Towards Mixed-Criticality Software Architectures for Centralized HPC Platforms in Software-Defined Vehicles: A Systematic Literature Review

TL;DR

This systematic literature review explores how mixed-criticality software can be integrated into centralized HPC architectures for software-defined vehicles, providing guidelines and architectural insights for industry and research.

Contribution

It introduces a rigorous, systematic methodology for analyzing and designing mixed-criticality automotive software architectures based on empirical literature review.

Findings

Identification of key functional domains and constraints

Techniques and architectural patterns for mixed-criticality integration

A prototype architecture demonstrating the approach

Abstract

Centralized electrical/electronic architectures and High-Performance Computers (HPCs) are redefining automotive software development, challenging traditional microcontroller-based approaches.
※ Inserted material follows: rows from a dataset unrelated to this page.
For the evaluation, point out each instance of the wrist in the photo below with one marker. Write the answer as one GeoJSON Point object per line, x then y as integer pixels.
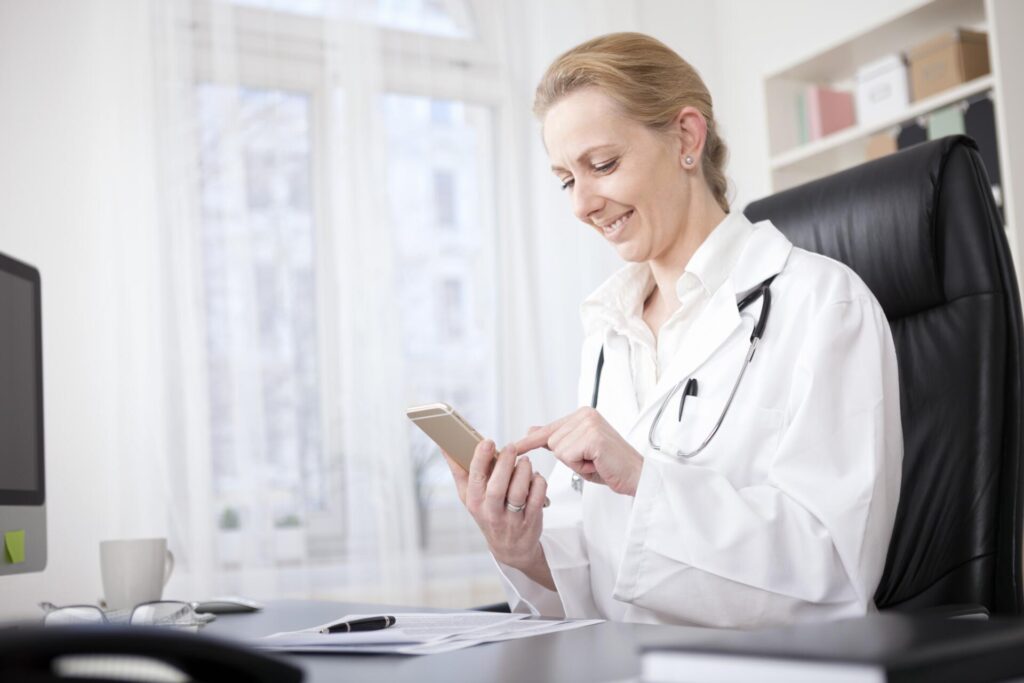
{"type": "Point", "coordinates": [635, 478]}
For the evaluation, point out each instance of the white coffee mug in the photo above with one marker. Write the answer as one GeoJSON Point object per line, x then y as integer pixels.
{"type": "Point", "coordinates": [134, 570]}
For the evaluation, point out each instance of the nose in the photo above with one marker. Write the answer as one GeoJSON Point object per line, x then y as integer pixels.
{"type": "Point", "coordinates": [586, 201]}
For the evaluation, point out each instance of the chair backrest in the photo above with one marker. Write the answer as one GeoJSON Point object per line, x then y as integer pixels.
{"type": "Point", "coordinates": [923, 231]}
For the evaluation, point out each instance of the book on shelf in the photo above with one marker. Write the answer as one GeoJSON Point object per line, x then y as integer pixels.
{"type": "Point", "coordinates": [882, 647]}
{"type": "Point", "coordinates": [827, 111]}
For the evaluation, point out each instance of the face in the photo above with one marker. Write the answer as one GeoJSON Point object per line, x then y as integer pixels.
{"type": "Point", "coordinates": [626, 181]}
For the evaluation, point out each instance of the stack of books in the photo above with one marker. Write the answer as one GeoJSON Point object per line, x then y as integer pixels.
{"type": "Point", "coordinates": [821, 111]}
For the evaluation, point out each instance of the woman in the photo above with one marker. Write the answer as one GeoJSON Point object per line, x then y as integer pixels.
{"type": "Point", "coordinates": [689, 496]}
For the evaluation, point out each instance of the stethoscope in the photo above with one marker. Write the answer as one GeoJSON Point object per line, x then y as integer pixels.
{"type": "Point", "coordinates": [689, 384]}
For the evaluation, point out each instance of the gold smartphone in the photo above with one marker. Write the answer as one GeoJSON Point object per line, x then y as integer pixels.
{"type": "Point", "coordinates": [448, 429]}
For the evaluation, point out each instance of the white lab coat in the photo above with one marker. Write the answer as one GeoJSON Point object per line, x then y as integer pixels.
{"type": "Point", "coordinates": [786, 515]}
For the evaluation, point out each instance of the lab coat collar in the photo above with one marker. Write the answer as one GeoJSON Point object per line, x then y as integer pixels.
{"type": "Point", "coordinates": [617, 303]}
{"type": "Point", "coordinates": [764, 255]}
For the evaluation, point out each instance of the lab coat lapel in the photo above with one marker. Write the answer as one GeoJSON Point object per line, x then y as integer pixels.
{"type": "Point", "coordinates": [718, 321]}
{"type": "Point", "coordinates": [765, 255]}
{"type": "Point", "coordinates": [617, 398]}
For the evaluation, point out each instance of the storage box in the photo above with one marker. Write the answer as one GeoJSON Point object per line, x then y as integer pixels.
{"type": "Point", "coordinates": [946, 61]}
{"type": "Point", "coordinates": [827, 111]}
{"type": "Point", "coordinates": [882, 89]}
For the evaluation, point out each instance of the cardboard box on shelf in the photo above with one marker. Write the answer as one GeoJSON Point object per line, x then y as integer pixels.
{"type": "Point", "coordinates": [947, 60]}
{"type": "Point", "coordinates": [882, 89]}
{"type": "Point", "coordinates": [880, 145]}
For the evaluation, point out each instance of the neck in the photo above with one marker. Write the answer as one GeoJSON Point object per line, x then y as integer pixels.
{"type": "Point", "coordinates": [669, 266]}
Ensuring real-time, safety, and scalability in software-defined vehicles necessitates reevaluating how mixed-criticality software is integrated into centralized architectures. While existing research on automotive SoftWare Architectures (SWAs) is relevant to the industry, it often lacks validation through systematic, empirical methods. To address this gap, we conduct a systematic literature review focusing on automotive mixed-criticality SWAs. Our goal is to provide practitioner-oriented guidelines that assist automotive software architects and developers design centralized, mixed-criticality SWAs based on a rigorous and transparent methodology. First, we set up a systematic review protocol grounded in established guidelines. Second, we apply this protocol to identify relevant studies. Third, we extract key functional domains, constraints, and enabling technologies that drive changes in automotive SWAs, thereby assessing the protocol's effectiveness. Additionally, we extract techniques, architectural patterns, and design practices for integrating mixed-criticality requirements into HPC-based SWAs, further demonstrating the protocol's applicability. Based on these insights, we propose an exemplary SWA for a microprocessor-based system-on-chip. In conclusion, this study provides a structured approach to explore and realize mixed-criticality software integration for next-generation automotive SWAs, offering valuable insights for industry and research applications.